Neste ponto entra em cena a questão política. Pois para corrigir isso, são necessárias reformas estruturantes, como reforma tributária, reforma administrativa, reforma previdenciária, além de mecanismos públicos que facilitem abertura de empresas e realização de negócios com a menor burocracia possível e que principalmente: “limitam o tamanho do governo” e “definem o tamanho do mercado”. Ou seja, esses fatores anteriormente citados podem gerar, quando bem alinhados, uma previsibilidade nos cenários econômicos, incidindo em aumentos de investimentos que podem reproduzir queda na taxa de juros também.
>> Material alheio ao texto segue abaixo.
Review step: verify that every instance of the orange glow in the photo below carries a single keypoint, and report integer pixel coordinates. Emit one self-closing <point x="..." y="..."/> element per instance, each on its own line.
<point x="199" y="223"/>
Entretanto, se não cuidados e não tratados de maneira técnica, poderão se transformar em uma amarga redução de previsibilidade de negócios e em consequência, queda de investimentos.  Em outras palavras, taxas de juros são determinadas em primeira instância por elementos que compõe a meta da inflação, mas de forma direta podem também estar sendo determinadas por elementos de que impedem ou promovem certa previsibilidade de negócios.
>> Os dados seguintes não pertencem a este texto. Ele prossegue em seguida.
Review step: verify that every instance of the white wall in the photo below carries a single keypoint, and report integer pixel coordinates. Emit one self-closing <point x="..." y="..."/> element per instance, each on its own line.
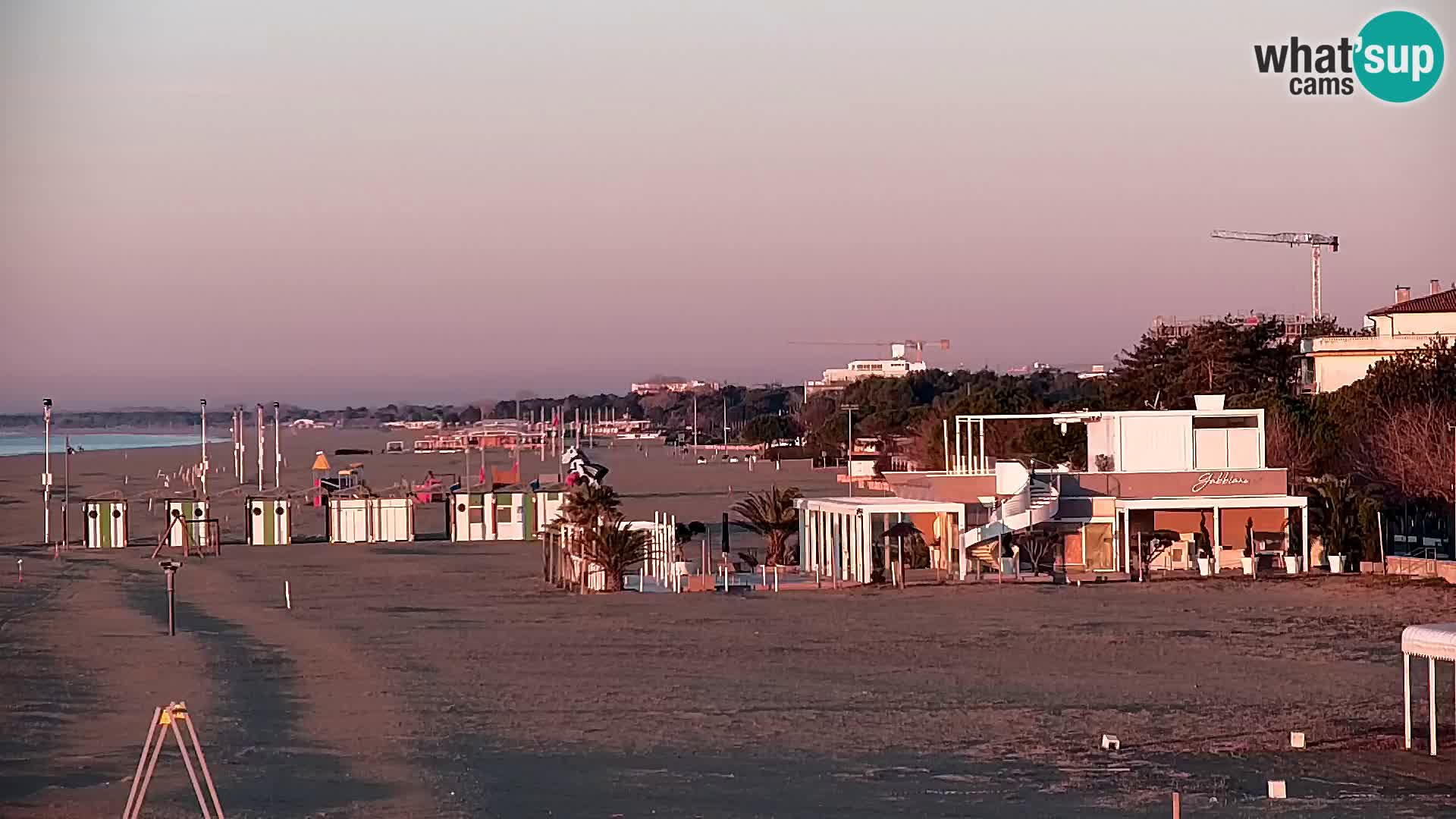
<point x="1334" y="372"/>
<point x="1416" y="324"/>
<point x="1155" y="444"/>
<point x="1103" y="441"/>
Seria tão fácil se os juros fossem apenas reflexo da inflação. Porém, a inflação, no cálculo da taxa de juros, pode em certas ocasiões refletir apenas a ponta do Iceberg. O que significa dizer que juros podem estar escondendo, além da perda do poder de compra, muitas outras incertezas. Por exemplo: incerteza sobre o futuro dos negócios privados, a política fiscal e as tão sonhadas reformas estruturantes. Juro elevado também é sinônimo de aumento de custo da dívida pública. Por isso, é extremamente importante que os diferentes governos escolham cartilhas técnicas e mantenham certa estabilidade na condução de suas políticas econômicas, cuidando para que consigam, dentro da normalidade, atingir, de preferência superávits primários consistentes. Ou seja, os governos precisam entender que seus orçamentos devem respeitar certos limites. Caso contrário, a culpa não pode ser terceirizada para o BACEN posteriormente, principalmente em casos deste último ser independente e autônomo.
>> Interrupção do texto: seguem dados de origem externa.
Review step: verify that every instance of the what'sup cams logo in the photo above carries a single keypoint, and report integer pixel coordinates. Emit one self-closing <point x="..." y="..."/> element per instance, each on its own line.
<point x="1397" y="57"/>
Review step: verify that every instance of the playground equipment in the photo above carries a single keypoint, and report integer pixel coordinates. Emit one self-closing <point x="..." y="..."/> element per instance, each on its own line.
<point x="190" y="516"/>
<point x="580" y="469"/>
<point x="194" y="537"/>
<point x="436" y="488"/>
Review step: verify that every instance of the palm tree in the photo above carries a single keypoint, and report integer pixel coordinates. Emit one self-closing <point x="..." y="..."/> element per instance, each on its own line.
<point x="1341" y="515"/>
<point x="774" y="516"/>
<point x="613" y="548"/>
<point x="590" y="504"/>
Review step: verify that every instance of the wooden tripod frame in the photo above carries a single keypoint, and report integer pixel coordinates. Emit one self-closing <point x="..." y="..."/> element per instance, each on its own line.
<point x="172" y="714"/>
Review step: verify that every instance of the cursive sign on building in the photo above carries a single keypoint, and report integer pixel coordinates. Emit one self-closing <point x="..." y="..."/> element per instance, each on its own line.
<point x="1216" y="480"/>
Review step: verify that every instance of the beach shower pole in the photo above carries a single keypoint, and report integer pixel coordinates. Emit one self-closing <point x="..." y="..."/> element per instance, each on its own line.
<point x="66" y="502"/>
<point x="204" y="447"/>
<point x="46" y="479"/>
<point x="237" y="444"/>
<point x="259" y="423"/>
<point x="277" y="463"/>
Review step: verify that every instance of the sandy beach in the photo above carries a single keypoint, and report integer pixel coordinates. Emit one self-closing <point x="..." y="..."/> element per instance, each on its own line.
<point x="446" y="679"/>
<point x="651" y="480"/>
É por isso que é importante manter Bancos Centrais com certa autonomia e independência. Não tem a ver com gostar ou não gostar de certas políticas econômicas. Mas sim de dar certos remédios quando necessário, principalmente na ocasião de políticas inconsequentes que podem minar a saúde da moeda. Em outras palavras, é necessário ter uma entidade que mantenha o pé no chão, longe dos holofotes populistas, mantendo condições de entender e não ocultar as tendências no mercado doméstico e internacional, fazendo a leitura correta da migração e imigração dos investimentos e, principalmente fazendo um pente fino nas políticas econômicas de diferentes governos, visando corrigir as rotas com a maior imparcialidade possível e sempre que for necessário.

Ter um Banco Central Independente e autônomo não significa tê-lo imune a críticas. Pelo contrário, é necessário sempre que possível aprimorar técnicas visando melhor aferi-lo. Importante salientar que dependendo do cenário internacional, se já é difícil atingir certas metas de crescimento e controle de inflação, imagine sem a autonomia desta importante autarquia. Mas ter um Banco Central independente também escolher aumentar a imunidade a certas políticas inconsistentes, é saber interpretar possíveis críticas de diferentes governos, é escolher seguir a ciência econômica, é respeitar as leis naturais que permeiam a confiança financeira e monetária em determinado país. Esse respeito ao BACEN poderá promover, no médio e longo prazo, de forma indireta, uma maior capacidade de pagamento de dívidas governamentais, uma maior confiança para investidores, atração de novos e melhores investimentos, novas oportunidades de negócios, redução da taxa de desemprego, redução da pobreza e desigualdade, aumento do PIB, além do controle das aventuras populistas de diferentes governos.